Shipping mode can be one of the factor for being profitable as we can see some trend from the above visualization.
Discount impact on average profit
ggplot(data = ave_sales, aes(x = mean_profit, y = mean_discount))+
geom_point(aes(color = region))+
labs(
title = paste(
"Quantity and Profit by Category"
)
)
It shows that the higher the discount the lower the profit; so that discount can also be the other factor for loss and not being profitable.
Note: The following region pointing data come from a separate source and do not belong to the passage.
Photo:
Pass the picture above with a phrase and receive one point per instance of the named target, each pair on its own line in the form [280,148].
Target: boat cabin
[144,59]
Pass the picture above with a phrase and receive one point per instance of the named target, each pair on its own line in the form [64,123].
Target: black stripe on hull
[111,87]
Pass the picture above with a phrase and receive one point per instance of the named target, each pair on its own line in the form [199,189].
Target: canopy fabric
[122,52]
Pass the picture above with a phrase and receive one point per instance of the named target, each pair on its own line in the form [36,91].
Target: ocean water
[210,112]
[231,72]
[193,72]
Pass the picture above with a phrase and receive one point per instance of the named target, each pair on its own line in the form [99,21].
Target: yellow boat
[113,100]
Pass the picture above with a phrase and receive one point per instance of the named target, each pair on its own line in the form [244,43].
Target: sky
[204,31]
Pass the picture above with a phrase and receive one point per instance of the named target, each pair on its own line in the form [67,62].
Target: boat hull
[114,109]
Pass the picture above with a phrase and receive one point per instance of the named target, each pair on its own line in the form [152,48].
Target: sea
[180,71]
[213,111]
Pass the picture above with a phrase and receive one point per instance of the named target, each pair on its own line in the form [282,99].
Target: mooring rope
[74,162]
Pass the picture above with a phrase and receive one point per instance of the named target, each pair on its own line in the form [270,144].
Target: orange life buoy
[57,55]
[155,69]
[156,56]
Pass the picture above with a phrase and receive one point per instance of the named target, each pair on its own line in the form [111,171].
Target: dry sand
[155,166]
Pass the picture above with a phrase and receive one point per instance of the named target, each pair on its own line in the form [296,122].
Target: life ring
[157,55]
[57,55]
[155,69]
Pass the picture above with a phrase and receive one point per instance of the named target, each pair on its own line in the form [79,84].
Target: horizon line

To conclude our analysis: -
West region shows a good performance in sales and profit which is 32% on the other hand Central America is the list performing state.
Office Supplies is the top profitable category which is 60% followed by technology.
Furniture is the least profitable category in all region.
Quantity and profit doesn’t have a positive correlation.
Copier is more profitable subcategory followed by Phone
There is a loss that we can see in Book Case, Supplies and Table subcategory.
Top five States that are performing good are: California, Michigan, New York, Virginia and Washington.
Recommendation
1.For the states and subcategories that are already profitable, we need to focus more in promoting sales and distribution of the product.
For the items that encounters loss, we need to remove discount and take in to consideration what kind of shipping mode can be more cost effective based on the region that the item shipped.
The majority of categories that are more profitable, Standard Class ship mode used so that, it is more ideal to charge extra fee for the customer who likes to use the other shipping mode.
Discount is more ideal in the event of customers ordering a bulk amount and when they agree to use the most cost effective shipping mode avaliable.